The network is predicting a discrete distribution over the three entries. Letting the predictive label be the random variable $\hat Y$ and naming its possible values $a$, $b$, and $c$, it says that $\Pr(\hat Y = a) = 0.4$, $\Pr(\hat Y = b) = 0.1$, and $\Pr(\hat Y = c) = 0.5$. Note that $\hat Y$ is a function of the network's parameters $\theta$ and the feature vector $x$: we can write it as $\hat Y_\theta(x)$ to denote its dependence on $\theta$ and $x$.
Now, we want to see if that predicted distribution is any good. We only have one data point to evaluate this with: the true observed value $y$, which in this case was observed as $a$. Taking a maximum-likelihood approach, we choose to evaluate the quality of a network $\theta$ by its likelihood: the probability of $a$ under the predictive distribution $\Pr(\hat Y_\theta(x) = \cdot)$, which we can evaluate as $P(\hat Y_\theta(x) = a) = 0.4$. (If the labels were continuous, then we'd use the probability density.)

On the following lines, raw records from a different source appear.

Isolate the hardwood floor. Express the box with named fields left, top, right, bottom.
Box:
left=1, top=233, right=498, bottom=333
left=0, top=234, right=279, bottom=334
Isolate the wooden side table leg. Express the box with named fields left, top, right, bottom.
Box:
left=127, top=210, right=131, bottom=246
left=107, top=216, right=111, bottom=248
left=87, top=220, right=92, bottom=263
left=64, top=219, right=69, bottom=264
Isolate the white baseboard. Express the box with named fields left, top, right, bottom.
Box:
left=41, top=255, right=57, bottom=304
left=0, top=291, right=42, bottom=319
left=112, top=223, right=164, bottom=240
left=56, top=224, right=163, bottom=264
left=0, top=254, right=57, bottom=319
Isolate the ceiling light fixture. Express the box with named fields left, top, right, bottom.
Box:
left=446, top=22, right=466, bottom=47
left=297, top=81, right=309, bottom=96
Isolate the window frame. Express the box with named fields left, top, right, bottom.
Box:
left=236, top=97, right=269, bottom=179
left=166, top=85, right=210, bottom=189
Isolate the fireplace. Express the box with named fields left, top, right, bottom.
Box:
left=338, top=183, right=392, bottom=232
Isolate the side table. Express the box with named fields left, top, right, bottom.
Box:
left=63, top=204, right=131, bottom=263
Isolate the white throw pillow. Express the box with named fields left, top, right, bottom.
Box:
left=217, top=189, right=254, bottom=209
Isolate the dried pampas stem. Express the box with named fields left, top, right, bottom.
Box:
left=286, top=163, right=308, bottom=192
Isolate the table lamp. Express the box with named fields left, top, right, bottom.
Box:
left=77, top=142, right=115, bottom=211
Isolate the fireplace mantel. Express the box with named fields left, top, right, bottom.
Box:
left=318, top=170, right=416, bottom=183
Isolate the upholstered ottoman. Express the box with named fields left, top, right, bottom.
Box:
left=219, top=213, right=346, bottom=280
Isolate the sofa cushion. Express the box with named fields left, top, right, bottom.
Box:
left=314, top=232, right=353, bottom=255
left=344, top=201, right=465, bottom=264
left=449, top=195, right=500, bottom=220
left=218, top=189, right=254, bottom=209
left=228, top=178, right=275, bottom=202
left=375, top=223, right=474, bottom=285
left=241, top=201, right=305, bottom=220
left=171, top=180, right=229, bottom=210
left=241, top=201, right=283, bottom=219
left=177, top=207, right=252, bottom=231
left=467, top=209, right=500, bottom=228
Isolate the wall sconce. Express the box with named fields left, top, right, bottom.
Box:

Now, the network actually predicts one of these distributions for each of the possible inputs $x_i$; our measure of the overall quality of the network as a predictor is the sum of the likelihoods for each data sample. Because we assume these are iid, we get
$$
\log \Pr\left( \big( \hat Y_\theta(x^{(i)}) \big)_{i=1}^n = \big( y^{(i)} \big)_{i=1}^n \right)
= \log \prod_{i=1}^n \Pr\left( \hat Y_\theta(x^{(i)}) = y^{(i)} \right)
= \sum_{i=1}^n \log \Pr\left( \hat Y_\theta(x^{(i)}) = y^{(i)} \right)
.$$
The log-likelihood of a parameter value $\theta$ under the data $\{(x^{(i)}, y^{(i)}) \}_{i=1}^n$ is then
$$
\ell(\theta) = \sum_{i=1}^n \log \Pr(\hat Y_\theta(x^{(i)}) = y^{(i)})
,$$
which is what we want to maximize.
Compare to the case of finding the maximum-likelihood estimator for a series of biased coin flips. There the model is $\mathrm{Bernoulli}(\theta)$, i.e. $\Pr(\hat Y_\theta = H) = \theta$, $\Pr(\hat Y_\theta = T) = 1 - \theta$. The log-likelihood is
$$\sum_{i=1}^n \begin{cases}\log(\theta) & y^{(i)} = H \\ \log(1 - \theta) & y^{(i)} = T\end{cases},$$
and we can estimate $\theta$ by maximizing $\ell(\theta)$ given the $y^{(i)}$.
The only difference in this case is that there are also feature vectors $x^{(i)}$, and we're maximzing the likelihood conditional on the $x^{(i)}$.